There is growing pressure for employers to be both transparent and competitive with pay for every role in their organization. Several states, including New York and Colorado, already have pay range laws in place that require the disclosure of pay scales to current and prospective employees. This wave of pay disclosure will continue with California, Washington and Rhode Island implementing similar legislation in 2023. Many companies are already disclosing pay rate information, even in areas where they are not required to do so, as they are getting more questions from current and prospective employees.
Most companies are simply not ready for this kind of transparency, either because they’re not sure how to tackle it from an administrative perspective, lack the job architecture, or are afraid of employee reactions when pay is disclosed. Already there are complaints about companies posting outrageously wide salary bands to skirt the spirit of these laws. The potential for dangers exists if current employees feel slighted during tighter labor markets where posted salary ranges increase.
Companies must be thoughtful and deliberate about defining their culture and strategy around rewards and communicating it consistently both inside and outside the organization. The best protection in this is having a well-defined total rewards philosophy that is underpinned with a scalable job architecture, leaving no doubt how compensation is determined for each job level, and what is required for team members to move up in pay and title at the company.
For many companies, the process of job leveling can be burdensome, with the employee data to build it fragmented across multiple systems. The best way to tackle this is to bring together fragmented employee data, compare that information to real-time market data, and properly communicate pay ranges to current and prospective employees.
For companies that expanded rapidly in recent years, paying top salaries to woo talent, there will be much work to do to ensure that pay ranges are benchmarked, employees fall within disclosed pay ranges, and everyone knows what’s required to move into the next tier of compensation. Failure to reconcile differences in compensation will expose brands to risk, including pay discrimination suits.
From there, how businesses communicate pay ranges to prospective and existing employees will be critical. Publishing too wide a pay range in job postings or being too vague in the description of benefits could put companies out of compliance and turn away top talent. Candidates don’t want to sit through five interviews just to find out that the pay offered isn’t enough. Conversely, being too specific or narrow in disclosed pay ranges may set a bar for competitors to beat and make it harder to hire team members with varying levels of experience. These disclosures are also bound to affect existing team members as they discover what new hires earn.

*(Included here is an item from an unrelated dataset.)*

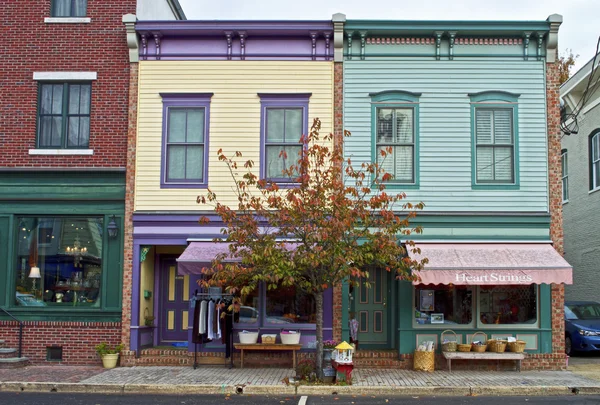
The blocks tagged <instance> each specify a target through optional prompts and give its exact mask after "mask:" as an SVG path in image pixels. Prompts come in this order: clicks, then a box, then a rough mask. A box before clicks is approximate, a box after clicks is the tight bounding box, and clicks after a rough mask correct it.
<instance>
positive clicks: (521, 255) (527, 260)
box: [409, 243, 573, 285]
mask: <svg viewBox="0 0 600 405" xmlns="http://www.w3.org/2000/svg"><path fill="white" fill-rule="evenodd" d="M416 246H417V247H418V248H419V249H421V253H419V254H417V253H413V252H410V251H409V255H410V257H411V258H412V259H416V260H421V259H422V258H427V259H428V260H429V262H428V263H427V264H426V265H425V267H424V269H423V270H422V271H420V272H418V275H419V277H420V280H417V281H414V284H456V285H515V284H551V283H555V284H560V283H564V284H573V268H572V267H571V266H570V265H569V263H567V262H566V261H565V259H563V257H562V256H561V255H560V254H559V253H558V252H557V251H556V250H554V248H553V247H552V245H550V244H541V243H537V244H536V243H481V244H479V243H417V244H416Z"/></svg>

Related: Wage transparency laws coming to a state or city near you
Adjusting to this new era of pay transparency will be a lot easier for companies that move quickly to get ahead of it, make sure they remain compliant with regulation, and adapt quickly as things change. Those that successfully adhere to employer obligations and communicate to workers what they want – fair, equitable, and competitive pay – will be the employers of choice in the years ahead.